There remains so much that I could discuss with you in terms of how my generation will be affected by these upcoming elections. So much so that I would be doing it a profound injustice in this short time. I could tell all of you how this President and his party have mired us in the morass of crushing debt, and that would be true. I could rouse you with denunciations of this President and his party as diluting our freedoms, our liberties, and drowning us in the murky depths of social democracy. This too would be true.
But those are lines overused to a fault. I wish a moment of your time to engage in a conversation that I feel the Republican party must have if we are to remain successful.
In darker days for the Republican party, a time when the threat of Communism convinced Whittaker Chambers that he had indeed switched to the losing side by abandoning Communism, Frank Meyer, an conservative intellectual and writer for National Review, developed the idea of fusionism. Fusionism, in short, is a marriage of traditionalist conservatism and libertarian individualism, two ideologies that in warred as often in Meyer's time as they do today. Under this new masthead, the Right and the Republican party was unified against the threat of Communism, and fusionism was instrumental in the election of Ronald Reagan in 1980. In time, the neoconservatives as well conglomerated into our consensus.
Meyer rightly understood that seeking to minimize the gulf between libertarians and conservatives would allow for the intellectual Right to reinvigorate the Republican Party. With the fall of Communism in the early 90s, the bonds forged by fusionism were broken Since that time, our party has been fraught with squabbles amongst these two ideologies.
It is my contention that it is time for the GOP to move towards a new fusionism on the ashes of the old. If we are to defeat Barack Obama and his party this fall, we must embrace it.
Among us there are some who are caught in a perpetual contest of out-conservativing each other. Others in our party seek to exploit our differences on social issues and tear us apart from within. These are damaging, and their excesses must be eclipsed by our new-found unity. We must continue to celebrate, not denigrate, our differences, and know that the Republican party is a place for us to channel our ideas into good governance. If we continue to allow radicalism for its own sake, I fear that any hopes of unity will be frayed. We must avail ourselves to some standard on this issue.

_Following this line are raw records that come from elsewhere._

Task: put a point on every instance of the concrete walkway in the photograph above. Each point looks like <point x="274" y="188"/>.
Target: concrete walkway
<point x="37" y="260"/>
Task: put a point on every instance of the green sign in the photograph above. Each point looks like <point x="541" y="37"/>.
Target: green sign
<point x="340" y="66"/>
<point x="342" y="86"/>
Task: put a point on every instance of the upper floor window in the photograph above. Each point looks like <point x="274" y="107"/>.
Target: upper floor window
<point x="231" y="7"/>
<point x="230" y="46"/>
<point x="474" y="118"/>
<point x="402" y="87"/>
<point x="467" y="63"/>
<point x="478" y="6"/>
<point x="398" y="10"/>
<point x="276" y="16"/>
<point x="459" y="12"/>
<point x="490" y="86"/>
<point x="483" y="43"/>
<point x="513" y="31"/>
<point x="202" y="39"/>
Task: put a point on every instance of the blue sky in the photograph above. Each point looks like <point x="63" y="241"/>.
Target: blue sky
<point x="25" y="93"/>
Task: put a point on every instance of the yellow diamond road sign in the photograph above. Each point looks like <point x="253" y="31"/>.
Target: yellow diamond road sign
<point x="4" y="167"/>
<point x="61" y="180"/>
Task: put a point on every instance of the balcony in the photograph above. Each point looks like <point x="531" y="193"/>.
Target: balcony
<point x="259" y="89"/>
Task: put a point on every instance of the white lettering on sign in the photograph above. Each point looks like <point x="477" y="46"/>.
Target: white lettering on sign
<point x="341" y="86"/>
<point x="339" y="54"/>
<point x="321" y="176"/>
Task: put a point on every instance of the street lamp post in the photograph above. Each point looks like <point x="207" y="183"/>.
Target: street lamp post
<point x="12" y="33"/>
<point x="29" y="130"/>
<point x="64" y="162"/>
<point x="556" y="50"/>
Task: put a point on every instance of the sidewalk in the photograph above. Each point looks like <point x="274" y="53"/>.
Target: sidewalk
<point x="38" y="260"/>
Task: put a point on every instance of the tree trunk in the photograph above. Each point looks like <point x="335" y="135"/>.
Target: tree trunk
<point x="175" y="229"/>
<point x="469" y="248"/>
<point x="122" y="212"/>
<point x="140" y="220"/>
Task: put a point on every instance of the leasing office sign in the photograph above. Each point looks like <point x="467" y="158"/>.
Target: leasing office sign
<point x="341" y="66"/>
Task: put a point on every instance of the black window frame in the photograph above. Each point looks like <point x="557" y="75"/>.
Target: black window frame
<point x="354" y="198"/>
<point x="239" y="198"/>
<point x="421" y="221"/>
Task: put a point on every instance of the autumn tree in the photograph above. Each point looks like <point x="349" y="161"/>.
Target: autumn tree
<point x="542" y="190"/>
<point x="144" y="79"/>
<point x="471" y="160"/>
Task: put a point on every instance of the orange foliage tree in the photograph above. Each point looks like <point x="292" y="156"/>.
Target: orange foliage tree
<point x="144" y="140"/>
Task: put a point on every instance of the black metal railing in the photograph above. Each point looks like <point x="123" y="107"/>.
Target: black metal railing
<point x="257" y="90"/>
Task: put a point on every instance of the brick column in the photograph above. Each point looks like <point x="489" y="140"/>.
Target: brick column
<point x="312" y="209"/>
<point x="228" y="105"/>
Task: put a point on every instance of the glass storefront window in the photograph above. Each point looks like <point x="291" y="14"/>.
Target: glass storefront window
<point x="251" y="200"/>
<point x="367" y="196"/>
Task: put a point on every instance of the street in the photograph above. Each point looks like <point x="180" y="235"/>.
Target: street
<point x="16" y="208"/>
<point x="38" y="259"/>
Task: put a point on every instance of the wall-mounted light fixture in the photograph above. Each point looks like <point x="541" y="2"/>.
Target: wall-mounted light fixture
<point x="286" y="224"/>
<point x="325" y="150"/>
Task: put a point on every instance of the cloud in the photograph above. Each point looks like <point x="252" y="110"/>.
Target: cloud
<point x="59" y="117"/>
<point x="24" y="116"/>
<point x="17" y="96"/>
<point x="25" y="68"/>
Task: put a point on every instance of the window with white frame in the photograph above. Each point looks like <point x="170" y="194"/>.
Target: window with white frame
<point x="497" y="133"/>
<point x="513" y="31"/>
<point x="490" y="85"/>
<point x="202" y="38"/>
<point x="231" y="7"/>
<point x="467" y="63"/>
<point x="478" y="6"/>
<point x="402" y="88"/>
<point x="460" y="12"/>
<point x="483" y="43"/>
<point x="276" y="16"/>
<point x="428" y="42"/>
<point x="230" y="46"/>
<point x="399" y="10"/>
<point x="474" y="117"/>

So I challenge all of you, including myself, to look towards a a new spirit of principled unity for our party. But fusionism does not end with our party. It continues in our conversations with other Republicans, it is sharpened by our differences, and reinforced by our overarching similarities. If we are to defeat this President, if we are to make this party the par exemplar of the American Right, then we must move forward in singular purpose. Thank you.